4 Die Neuausrichtung der Technologie

1.
    Im Sommer des Jahres 2010 besuchte ich zum ersten Mal die Zentrale eines Unternehmens, das schon seit Jahren fester Bestandteil meines Lebens war: Google. Obgleich ich bereits den Londoner Firmensitz besichtigt hatte, war Google in meiner Vorstellung nie etwas gewesen, das einen physischen Raum einnahm wie eine Bank oder ein Ladengeschäft. Der Googleplex – 1600 Amphitheatre Parkway, Mountain View, California – änderte das. Wenn ich heute auf die Google-Suchzeile in der rechten oberen Ecke meines Internet-Browsers blicke, sehe ich einen Ort und Gesichter vor mir, die eine Geschichte zu erzählen haben. Der Sitz von Google ist ein richtiger Campus, dessen Besuch eine »ganzheitliche« Erfahrung ist: Wer dort arbeitet, kann einen Fitnessraum benutzen und sich in sonnigen Innenhöfen oder beim Beach-Volleyball erholen. Es gibt technische Spielereien, Wäschereien und täglich drei Mahlzeiten vor Ort. Wie mir ein Mitarbeiter erklärte, werden die Angestellten dort »wie Erwachsene« behandelt – man vertraut ihnen, dass sie hart und gewissenhaft arbeiten, ihre Projekte nach ihrer eigenen Zeiteinteilung verfolgen. In gewisser Weise behandelt man sie aber auch wie Schulkinder oder zumindest wie die Mitglieder einer freundlichen, väterlichen Institution, die man vor allen weltlichen Sorgen bewahrt, damit sie besser lernen und arbeiten können.

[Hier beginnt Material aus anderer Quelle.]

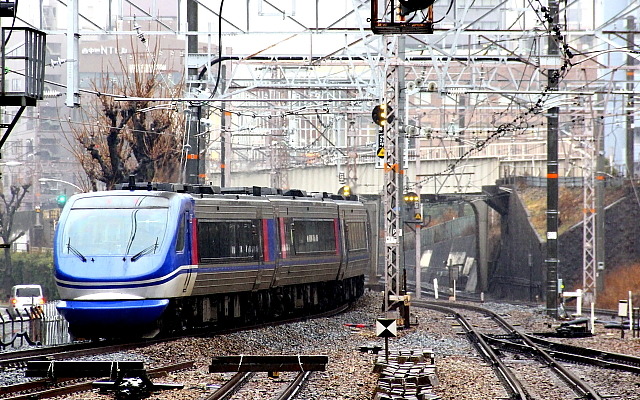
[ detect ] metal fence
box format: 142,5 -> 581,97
0,301 -> 71,350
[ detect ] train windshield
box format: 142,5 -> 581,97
60,198 -> 169,261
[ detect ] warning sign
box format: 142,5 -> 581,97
376,318 -> 398,337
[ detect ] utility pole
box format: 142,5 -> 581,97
218,65 -> 228,187
381,36 -> 402,313
625,15 -> 636,179
66,0 -> 80,108
184,0 -> 202,184
545,0 -> 560,318
593,94 -> 607,293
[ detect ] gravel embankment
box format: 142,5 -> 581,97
28,292 -> 640,400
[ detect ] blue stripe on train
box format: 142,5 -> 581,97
57,256 -> 369,289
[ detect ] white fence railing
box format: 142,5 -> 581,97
0,301 -> 71,350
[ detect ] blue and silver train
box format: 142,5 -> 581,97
54,182 -> 371,338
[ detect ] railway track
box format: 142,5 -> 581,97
204,371 -> 311,400
413,301 -> 603,400
0,361 -> 194,400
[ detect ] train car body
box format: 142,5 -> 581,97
54,185 -> 371,338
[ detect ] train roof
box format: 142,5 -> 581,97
110,182 -> 359,205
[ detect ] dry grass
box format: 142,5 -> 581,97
518,187 -> 640,309
597,263 -> 640,310
518,187 -> 626,237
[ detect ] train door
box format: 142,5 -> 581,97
271,210 -> 291,286
336,210 -> 349,280
176,210 -> 194,293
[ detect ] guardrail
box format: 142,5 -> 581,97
0,301 -> 71,350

    In dem endlosen, hellen Landstrich der äußeren San Francisco Bay, zwischen fernen Bergen und schnurgeraden Freeways erstrahlte all das in einem regelrecht platonischen Sinne. Zum Ende meiner Zeit in Kalifornien fand ich, dass Google und sein großer kalifornischer Kollege Apple dem Stadtstaat der Renaissance mehr als nur ein bisschen ähnelten. Beides sind Orte außergewöhnlicher kultureller Fruchtbarkeit mit einer eigenen Ästhetik und Geisteshaltung – auf der einen Seite der kompromisslos minimalistische Modernismus von Apple, der den Wünschen und Bedürfnissen der Benutzer mit einem beinahe pathologischen Streben nach Eleganz zuvorkommt, auf der anderen der knallbunte Postmodernismus von Google, dessen Software-Tools unablässig angepasst werden, damit alles, was irgendjemand irgendwann vielleicht wissen möchte, auffindbar wird.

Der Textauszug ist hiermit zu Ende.